Se fosse pensar uma memória para a primavera de Berlim a primeira resposta seria a tília. Não pelo tronco, categoria que o pau-ferro é campeão, nem pela flor miúda, sem muito atrativo visual, escondida na copa da árvore. Mas essa flor produz um cheiro sensacional, é como um pouco de jasmim com mel e um ângulo verde de folha amassada. As árvores são bem simbólicas da cidade, estão plantadas por toda a parte no lado oriental e dão nome para a avenida que leva ao Portão de Brandenburgo: Sob as Tílias ou Unter den Linden. Algumas ruas são particularmente felizes no conjunto floração, é só virar uma esquina e ficar imerso nesse cheiro maravilhoso.

Semana passada encontrei num mercado um pacote de chá de tília, apenas as flores e uma espécie de folha verde que nasce junto com elas. Tudo inteiro e seco, quase sem alteração (o site é http://teanova.de). A infusão é muito aromática, também combinação do floral e do aspecto verde. Outra marca da sazonalidade: se não forem colhidas a tempo, só ano que vem. Faz mais de um mês que as flores apareceram e já são bem poucas as que exalam. Enquanto isso apareceu nas ruas um outro cheiro mais doce, espesso e narcótico, que lembra a dama da noite. Serão outras ou as mesmas transformadas?

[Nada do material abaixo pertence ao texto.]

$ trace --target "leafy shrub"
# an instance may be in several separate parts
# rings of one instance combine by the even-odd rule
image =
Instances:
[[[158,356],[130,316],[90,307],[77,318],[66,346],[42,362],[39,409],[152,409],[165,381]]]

As flores secas do chá da Teanova

As flores secas do chá da Teanova

A tília parece ter propensão a se fixar na memória, ela faz parte da lembrança tão inevitável quanto clichê quando se fala de olfato e memória: Proust e sua madeleine. O bolinho é aromatizado com água de flor de laranjeira, aumentando a exuberância olfativa. Voltando para casa de um dia frio, o narrador aceita uma xícara de chá e uma “petit madeleine” — na primeira mordida

Invadira-me um prazer delicioso, isolado, sem a noção de sua causa. Rapidamente se me tornaram indiferentes as vicissitudes da minha vida, inofensivos os seu desastres, ilusória a sua brevidade, da mesma forma como opera o amor, enchendo-me de uma essência preciosa; ou antes, essa essência não estava em mim, ela era eu. Já não me sentia medíocre, contingente, mortal. De onde poderia ter vindo essa alegria poderosa? Sentia que estava ligada ao gosto do chá e do biscoito, mas ultrapassava-o infinitamente, não deveria ser da mesma espécie. De onde vinha?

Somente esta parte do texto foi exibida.